7La gouvernance des océans et les défis environnementaux
La haute mer, patrimoine commun de l'humanité, échappe à toute souveraineté nationale. Sa gouvernance est assurée par des organismes internationaux :
- Organisation Maritime Internationale (OMI) : agence de l'ONU qui réglemente la sécurité maritime, la prévention des pollutions (convention MARPOL) et désormais les émissions de CO₂ des navires.
- Autorité Internationale des Fonds Marins (AIFM) : régule l'exploitation minière des fonds en haute mer.
- Traité en Haute Mer (BBNJ, 2023) : premier accord international pour la protection de la biodiversité marine au-delà des juridictions nationales, signé à l'ONU.
Défis environnementaux. Les océans sont menacés par : la pollution plastique (7-10 millions de tonnes de plastiques rejetés/an), l'acidification (absorption de CO₂), le réchauffement (blanchiment des coraux), la surpêche et les marées noires.
Ces défis nécessitent une gouvernance internationale renforcée. Les États s'engagent à créer des aires marines protégées (AMP) : l'objectif « 30×30 » (30 % des océans protégés d'ici 2030, COP15 de Montréal 2022) illustre ces ambitions, mais leur mise en œuvre reste inégale.
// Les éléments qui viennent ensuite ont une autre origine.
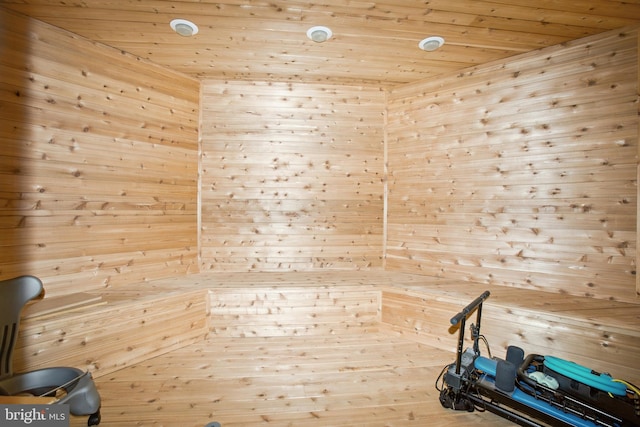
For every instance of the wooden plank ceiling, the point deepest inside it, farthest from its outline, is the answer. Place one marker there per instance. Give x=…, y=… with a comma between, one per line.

La France. Avec sa 2e ZEE mondiale, la France a des responsabilités environnementales majeures. Elle s'est engagée à atteindre 30 % de ses espaces maritimes sous protection d'ici 2030, notamment dans les zones ultramarines (Pacifique, Indien).
★À retenir
À retenir :
• Les mers et océans couvrent 71 % de la Terre et représentent 90 % des échanges mondiaux en volume.
• La CNUDM (1982) organise les espaces maritimes : eaux territoriales (12 milles), ZEE (200 milles), haute mer.
• La France détient la 2e plus grande ZEE mondiale (~11 millions de km²).
• Les routes maritimes s'articulent autour de trois façades : Atlantique Nord, Asie-Pacifique, Europe-Asie.
• Les choke points (détroit de Malacca, Ormuz, Suez) sont des verrous géopolitiques stratégiques.
• Les principales tensions : mer de Chine méridionale (Chine vs voisins + USA), Arctique (ressources + nouvelles routes), piraterie.
• La gouvernance mondiale repose sur l'OMI, l'AIFM et le traité BBNJ (2023).